Tannenspitzenhonig / bourgeons de sapin au miel

In sintesi

Der Tannenspitzenhonig ist eine Art Melasse, also ein Honigersatz. Im Volksmund nennt man diese Zubereitungsart „Honig“. Der klare Tannenspitzenhonig bewegt sich farblich zwischen Bernstein und einem hellen Rostrot. Je dunkler die dickflüssige Masse ist, desto stärker hat der Zucker beim Einkochen karamellisiert.
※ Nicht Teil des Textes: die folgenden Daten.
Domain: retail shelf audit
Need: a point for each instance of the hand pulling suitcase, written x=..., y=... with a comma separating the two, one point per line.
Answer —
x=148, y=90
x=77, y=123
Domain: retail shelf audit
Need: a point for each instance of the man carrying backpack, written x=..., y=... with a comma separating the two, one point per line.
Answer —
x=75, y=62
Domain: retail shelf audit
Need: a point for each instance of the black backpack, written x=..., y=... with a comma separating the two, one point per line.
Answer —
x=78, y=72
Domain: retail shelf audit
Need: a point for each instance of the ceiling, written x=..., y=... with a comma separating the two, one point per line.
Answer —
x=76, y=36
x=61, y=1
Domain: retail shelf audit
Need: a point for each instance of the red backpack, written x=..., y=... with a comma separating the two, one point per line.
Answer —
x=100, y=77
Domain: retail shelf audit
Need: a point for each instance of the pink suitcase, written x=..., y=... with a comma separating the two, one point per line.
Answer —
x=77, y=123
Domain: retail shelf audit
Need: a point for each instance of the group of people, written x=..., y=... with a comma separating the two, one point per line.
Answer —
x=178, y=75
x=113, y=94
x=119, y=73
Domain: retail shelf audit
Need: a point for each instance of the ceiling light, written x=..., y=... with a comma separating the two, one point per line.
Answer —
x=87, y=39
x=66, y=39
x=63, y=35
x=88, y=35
Der Tannenspitzenhonig ist vor allem süss, verfügt jedoch über die zusätzlichen Geschmacksnoten von zitronig-frisch und dezent harzig.

Im Schweizerdeutschen nennt man diesen süssen, würzigen Honig auch Tanneschösslihonig. Tanneschössli sind die jungen, grünen Triebe der Tannen.  

Der Tannenspitzenhonig gehört, wie auch der Löwenzahnhonig, zu den Latwergen. Eine Latwerge ist grundsätzlich weniger flüssig als ein Saft, so dass man davon etwas mit der Messerspitze nehmen kann, ohne dass es von den Seiten herunter laufen sollte, definiert die Encyklopädie von Krünitz um 1800 den Begriff. Latwerge bestehen aus Pulvern, Extrakten, Konserven, Ölen, Gummis, Harzen und ähnlichem, die mit einem Zuckersaft oder geläutertem Honig ganz einfach vermischt werden, so Krünitz.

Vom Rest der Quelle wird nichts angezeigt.